ECLI:NL:GHAMS:2024:1919
Gerechtshof Amsterdam
- Hoger beroep
- Rechtspraak.nl
Klacht tegen een gerechtsdeurwaarder en ontvankelijkheid van hoger beroep
In deze zaak gaat het om een klacht van klaagster tegen een gerechtsdeurwaarder, waarbij klaagster in hoger beroep is gegaan tegen een beslissing van de kamer voor gerechtsdeurwaarders te Amsterdam. De kamer had het verzet van klaagster tegen een eerdere beslissing van de voorzitter van de kamer niet-ontvankelijk verklaard, omdat het verzetschrift te laat was ontvangen. Klaagster betoogt dat haar hoger beroep ontvankelijk is, ondanks het feit dat artikel 39 lid 4 van de Gerechtsdeurwaarderswet (Gdw) geen hoger beroep toestaat tegen de beslissing van de kamer.
Klaagster heeft op 2 februari 2024 een beroepschrift ingediend tegen de beslissing van de kamer van 24 januari 2024. De gerechtsdeurwaarder heeft geen verweerschrift ingediend. Het hof heeft de stukken van de eerste aanleg ontvangen en heeft, met instemming van beide partijen, de zaak zonder mondelinge behandeling afgedaan, uitsluitend op het punt van de ontvankelijkheid.

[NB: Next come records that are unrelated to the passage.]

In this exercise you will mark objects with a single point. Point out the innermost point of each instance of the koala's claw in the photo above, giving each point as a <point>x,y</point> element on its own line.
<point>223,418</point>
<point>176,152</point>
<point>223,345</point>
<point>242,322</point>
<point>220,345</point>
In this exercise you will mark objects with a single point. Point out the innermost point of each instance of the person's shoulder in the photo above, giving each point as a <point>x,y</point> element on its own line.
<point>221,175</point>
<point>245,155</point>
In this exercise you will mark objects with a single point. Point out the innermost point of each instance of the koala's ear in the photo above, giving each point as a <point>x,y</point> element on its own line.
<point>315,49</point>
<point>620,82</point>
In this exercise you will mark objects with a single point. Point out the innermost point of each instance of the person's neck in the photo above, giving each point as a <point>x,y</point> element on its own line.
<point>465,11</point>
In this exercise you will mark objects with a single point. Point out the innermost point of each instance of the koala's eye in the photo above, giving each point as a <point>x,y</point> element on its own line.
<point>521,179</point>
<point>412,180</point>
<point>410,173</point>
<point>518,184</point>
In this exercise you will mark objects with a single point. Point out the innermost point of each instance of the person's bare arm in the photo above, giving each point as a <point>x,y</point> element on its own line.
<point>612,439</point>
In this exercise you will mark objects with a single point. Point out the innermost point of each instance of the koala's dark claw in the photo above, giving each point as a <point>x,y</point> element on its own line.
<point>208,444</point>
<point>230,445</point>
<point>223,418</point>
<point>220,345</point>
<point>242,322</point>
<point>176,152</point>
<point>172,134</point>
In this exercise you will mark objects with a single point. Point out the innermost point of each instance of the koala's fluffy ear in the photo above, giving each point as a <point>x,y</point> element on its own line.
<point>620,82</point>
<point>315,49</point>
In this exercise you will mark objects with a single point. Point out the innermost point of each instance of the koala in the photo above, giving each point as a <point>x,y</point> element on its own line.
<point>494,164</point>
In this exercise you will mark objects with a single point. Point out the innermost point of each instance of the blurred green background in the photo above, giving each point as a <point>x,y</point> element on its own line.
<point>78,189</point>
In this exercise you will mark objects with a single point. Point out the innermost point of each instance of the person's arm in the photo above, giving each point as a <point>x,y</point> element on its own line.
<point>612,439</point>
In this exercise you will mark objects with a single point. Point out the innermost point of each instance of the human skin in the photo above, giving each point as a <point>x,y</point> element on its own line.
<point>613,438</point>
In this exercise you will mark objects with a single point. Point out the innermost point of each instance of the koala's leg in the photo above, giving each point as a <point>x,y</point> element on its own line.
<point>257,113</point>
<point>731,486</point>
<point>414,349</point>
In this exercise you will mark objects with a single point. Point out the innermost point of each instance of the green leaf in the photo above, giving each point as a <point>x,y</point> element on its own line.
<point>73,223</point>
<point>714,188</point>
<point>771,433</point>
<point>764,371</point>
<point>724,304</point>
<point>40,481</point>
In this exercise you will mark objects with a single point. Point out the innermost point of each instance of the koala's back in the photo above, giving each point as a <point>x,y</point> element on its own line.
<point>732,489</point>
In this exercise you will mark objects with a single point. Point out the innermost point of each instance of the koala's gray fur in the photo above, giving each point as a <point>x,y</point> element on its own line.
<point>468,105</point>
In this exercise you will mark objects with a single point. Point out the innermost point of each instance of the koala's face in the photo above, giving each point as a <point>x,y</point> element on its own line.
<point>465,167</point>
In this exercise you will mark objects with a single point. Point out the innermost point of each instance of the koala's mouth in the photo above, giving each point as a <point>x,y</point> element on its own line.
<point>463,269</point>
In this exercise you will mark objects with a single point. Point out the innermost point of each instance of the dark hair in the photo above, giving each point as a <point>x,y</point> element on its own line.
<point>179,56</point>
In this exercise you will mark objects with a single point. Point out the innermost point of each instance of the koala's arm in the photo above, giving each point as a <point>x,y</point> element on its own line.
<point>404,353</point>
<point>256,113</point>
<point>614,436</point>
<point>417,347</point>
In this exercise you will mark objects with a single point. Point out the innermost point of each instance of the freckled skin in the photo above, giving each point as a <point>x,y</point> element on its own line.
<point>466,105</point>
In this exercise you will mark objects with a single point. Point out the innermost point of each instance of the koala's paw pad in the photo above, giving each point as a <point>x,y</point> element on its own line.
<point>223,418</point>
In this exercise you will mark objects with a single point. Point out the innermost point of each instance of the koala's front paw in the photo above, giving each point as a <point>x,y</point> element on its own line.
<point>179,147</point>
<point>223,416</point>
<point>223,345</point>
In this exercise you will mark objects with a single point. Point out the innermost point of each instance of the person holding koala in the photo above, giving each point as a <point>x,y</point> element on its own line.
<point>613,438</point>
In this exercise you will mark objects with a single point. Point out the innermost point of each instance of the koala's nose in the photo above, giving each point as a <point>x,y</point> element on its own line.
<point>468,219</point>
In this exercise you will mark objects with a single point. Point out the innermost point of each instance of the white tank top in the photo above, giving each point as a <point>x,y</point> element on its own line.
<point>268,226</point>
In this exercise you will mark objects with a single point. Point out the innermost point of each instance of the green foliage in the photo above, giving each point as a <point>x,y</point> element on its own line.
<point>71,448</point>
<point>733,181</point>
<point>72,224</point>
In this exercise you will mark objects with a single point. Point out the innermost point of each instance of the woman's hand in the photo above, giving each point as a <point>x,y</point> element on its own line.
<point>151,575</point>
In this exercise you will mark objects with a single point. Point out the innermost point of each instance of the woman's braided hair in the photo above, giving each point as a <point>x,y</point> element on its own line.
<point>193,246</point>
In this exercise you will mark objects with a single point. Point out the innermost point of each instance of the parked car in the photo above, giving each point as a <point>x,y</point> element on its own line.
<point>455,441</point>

Het hof oordeelt dat het verzet van klaagster niet-ontvankelijk is verklaard omdat het verzetschrift te laat is ingediend. Klaagster heeft aangevoerd dat er bijzondere omstandigheden waren die de late indiening zouden rechtvaardigen, maar het hof concludeert dat er geen gronden zijn voor een doorbreking van het appelverbod. De kamer heeft de beslissing voldoende gemotiveerd en er zijn geen fundamentele rechtsbeginselen geschonden. Het hof verklaart het hoger beroep van klaagster niet-ontvankelijk.